Nessa entrevista o Prof. Dr. Jorge Cardoso (UFRB, Brasil) fala sobre a escuta na música, entendida como performance, e sobre o conceito de cena no ciberespaço
O que caracteriza uma ‘escuta» da música? Temos diferentes modelos de «escuta» a partir de diferentes gêneros musicais?
Jorge Cardoso – Costumo pensar que a escuta da música tem uma relação mais forte com a competência para usar determinados códigos e repertórios que são importantes para a apreciação daquela música ou canção específicas. O termo escuta, como usado pelo francês Pierre Schaeffer, implica uma intencionalidade, e portanto a intenção de perceber algo. Esse algo que deve ser percebido, normalmente, está apresentado nas práticas dos diferentes gêneros musicais. Se no samba há uma preocupação, por exemplo, em evidenciar os aspectos das texturas percussivas, no Axé Music da Bahia houve uma forte exploração das texturas dos metais. Para o ouvinte escutar um ou outro, ele precisa acionar esses códigos e extrair daí a apreciação. Mesmo que ele ouça muita coisa, essa escuta é algo que pode ser exercitada.
Música pode ser entendida como performance?
Jorge Cardoso – Sem dúvida, a prática musical é vivenciada como performance. Quando comecei a pesquisar a cena Heavy Metal em Salvador, acreditava que apenas os shows eram performances, com todo aquele público vestido de preto e fazendo «air guitar». Mas depois de observar as reiterações em diversas outras modalidades musicais, sejam elas populares ou eruditas, você percebe que há uma dimensão performática e reiterativa em todas elas, mesmo quando não são executadas ao vivo, ou quando estamos apenas falando a respeito das mesmas. Ou seja, há sempre uma forma reiterada e há, simultaneamente, o inesperado que emerge desses comportamentos restaurados. A própria escuta é também uma performance.
Em tempos de circulação da música em redes digitais, como pensar um conceito de cena musical, originalmente referenciada em ambientes geolocalizados?
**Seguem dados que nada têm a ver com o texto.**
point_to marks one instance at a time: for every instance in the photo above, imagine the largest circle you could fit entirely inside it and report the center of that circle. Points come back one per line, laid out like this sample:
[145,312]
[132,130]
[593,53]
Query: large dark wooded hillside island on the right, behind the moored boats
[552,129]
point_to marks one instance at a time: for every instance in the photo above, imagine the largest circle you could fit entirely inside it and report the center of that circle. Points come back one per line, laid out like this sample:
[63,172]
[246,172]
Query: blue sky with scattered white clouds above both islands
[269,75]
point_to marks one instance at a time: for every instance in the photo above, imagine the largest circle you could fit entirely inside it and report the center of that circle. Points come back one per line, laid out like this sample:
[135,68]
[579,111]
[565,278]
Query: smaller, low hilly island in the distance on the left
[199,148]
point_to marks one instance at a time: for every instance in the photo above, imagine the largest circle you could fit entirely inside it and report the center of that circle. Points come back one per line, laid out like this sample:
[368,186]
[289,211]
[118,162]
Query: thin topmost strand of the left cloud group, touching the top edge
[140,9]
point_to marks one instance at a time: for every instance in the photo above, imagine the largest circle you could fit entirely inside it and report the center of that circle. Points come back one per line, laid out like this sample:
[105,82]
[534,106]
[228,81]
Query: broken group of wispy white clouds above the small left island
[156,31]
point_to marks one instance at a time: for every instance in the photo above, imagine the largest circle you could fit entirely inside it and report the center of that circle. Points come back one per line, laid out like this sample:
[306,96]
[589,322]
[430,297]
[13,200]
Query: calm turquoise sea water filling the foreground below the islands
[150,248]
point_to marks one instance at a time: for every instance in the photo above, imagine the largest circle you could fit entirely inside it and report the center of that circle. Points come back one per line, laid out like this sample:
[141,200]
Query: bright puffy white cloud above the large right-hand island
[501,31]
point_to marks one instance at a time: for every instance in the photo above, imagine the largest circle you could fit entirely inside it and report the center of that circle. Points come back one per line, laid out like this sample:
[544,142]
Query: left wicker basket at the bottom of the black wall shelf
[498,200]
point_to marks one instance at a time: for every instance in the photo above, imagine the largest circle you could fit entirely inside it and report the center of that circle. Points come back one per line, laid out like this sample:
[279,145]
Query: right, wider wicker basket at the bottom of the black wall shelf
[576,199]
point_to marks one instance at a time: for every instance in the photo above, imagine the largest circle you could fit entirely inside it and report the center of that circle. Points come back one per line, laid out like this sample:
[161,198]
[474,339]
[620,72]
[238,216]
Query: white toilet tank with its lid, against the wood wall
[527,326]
Jorge Cardoso – Na minha opinião essa é uma contradição aparente, que não inviabiliza continuar pensando no conceito de cena. Mesmo nas redes digitais, os usuários acionam marcas territorializadas, em sua dimensão simbólica, num processo que, as vezes, demanda um o aspecto mais globalizante da música e, em outras ocasiões, uma dimensão local. Faz parte inclusive de uma dimensão político-cultural das expressões musicais.
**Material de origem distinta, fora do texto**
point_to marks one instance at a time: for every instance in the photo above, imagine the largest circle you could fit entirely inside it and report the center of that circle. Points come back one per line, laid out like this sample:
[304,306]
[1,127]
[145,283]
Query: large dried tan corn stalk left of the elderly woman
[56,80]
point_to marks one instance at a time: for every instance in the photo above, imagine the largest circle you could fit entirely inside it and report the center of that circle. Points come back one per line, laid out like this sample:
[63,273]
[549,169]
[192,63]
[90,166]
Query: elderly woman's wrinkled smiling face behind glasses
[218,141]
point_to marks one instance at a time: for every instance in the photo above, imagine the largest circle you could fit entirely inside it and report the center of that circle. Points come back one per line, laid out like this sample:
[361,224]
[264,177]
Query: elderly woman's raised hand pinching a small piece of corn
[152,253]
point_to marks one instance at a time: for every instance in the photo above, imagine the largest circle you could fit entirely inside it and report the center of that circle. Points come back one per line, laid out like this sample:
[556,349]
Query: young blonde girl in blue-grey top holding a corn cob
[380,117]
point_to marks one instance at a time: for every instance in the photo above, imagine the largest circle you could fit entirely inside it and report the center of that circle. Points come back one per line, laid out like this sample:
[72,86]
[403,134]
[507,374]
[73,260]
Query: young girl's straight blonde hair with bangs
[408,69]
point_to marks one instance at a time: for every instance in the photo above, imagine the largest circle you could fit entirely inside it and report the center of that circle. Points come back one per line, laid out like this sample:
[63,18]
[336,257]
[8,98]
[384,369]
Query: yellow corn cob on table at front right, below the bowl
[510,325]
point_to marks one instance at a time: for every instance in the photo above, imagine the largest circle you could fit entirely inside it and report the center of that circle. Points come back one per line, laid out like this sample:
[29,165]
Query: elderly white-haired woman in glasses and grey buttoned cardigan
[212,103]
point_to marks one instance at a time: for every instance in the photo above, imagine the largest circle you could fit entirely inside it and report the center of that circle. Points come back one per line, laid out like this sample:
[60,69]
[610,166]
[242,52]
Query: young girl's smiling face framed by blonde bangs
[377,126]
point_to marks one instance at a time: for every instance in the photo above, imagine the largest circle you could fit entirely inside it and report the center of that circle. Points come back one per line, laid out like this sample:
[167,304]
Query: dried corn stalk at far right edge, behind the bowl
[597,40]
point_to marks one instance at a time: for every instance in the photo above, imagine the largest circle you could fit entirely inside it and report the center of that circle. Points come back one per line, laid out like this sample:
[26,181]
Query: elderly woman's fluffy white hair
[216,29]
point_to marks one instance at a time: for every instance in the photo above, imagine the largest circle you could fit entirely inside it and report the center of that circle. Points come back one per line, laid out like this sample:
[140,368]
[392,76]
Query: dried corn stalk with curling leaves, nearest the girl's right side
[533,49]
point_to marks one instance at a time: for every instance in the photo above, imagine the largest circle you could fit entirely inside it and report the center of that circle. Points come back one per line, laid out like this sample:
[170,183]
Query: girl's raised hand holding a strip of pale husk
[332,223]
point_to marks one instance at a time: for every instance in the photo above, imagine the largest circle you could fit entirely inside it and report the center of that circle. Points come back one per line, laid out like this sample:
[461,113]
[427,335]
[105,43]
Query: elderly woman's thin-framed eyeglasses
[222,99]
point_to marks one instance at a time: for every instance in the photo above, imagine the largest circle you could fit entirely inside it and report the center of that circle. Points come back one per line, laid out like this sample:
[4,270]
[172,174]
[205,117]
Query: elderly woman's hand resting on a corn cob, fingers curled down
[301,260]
Entrevista: Cláudio Manoel Duarte de Souza
* Diretor do Centro de Artes, Humanidades e Letras da Universidade Federal do Recôncavo da Bahia – UFRB. Docente do Programa de Pós-Graduação em Comunicação e Cultura Contemporâneas, UFBA, e do mestrado em Comunicação da UFRB. Bolsista de Produtividade em Pesquisa do CNPq – PQ nível 2. Jornalista graduado pela UFBA (2004), mestre em Comunicação e Cultura Contemporâneas pela UFBA (2006) e doutor em Comunicação pela UFMG (2010). Realizou estágio doutoral (sandwich) sob a supervisão de Martin Seel, na Goethe-Universität Frankfurt am Main (2009).Membro da IASPM – Rama América-Latina. Autor dos livros Poética da música underground (2008) e Práticas de Escuta do Rock (2013). Organizador das coletâneas Experiência Estética e Performance (2014) e Comunicação e Sensibilidade: pistas metodológicas (2016). Tem experiência na área de Teorias da Comunicação e das Linguagens, atuando principalmente nos seguintes temas: Música, Estética da Comunicação, História dos Meios e Crítica Cultural.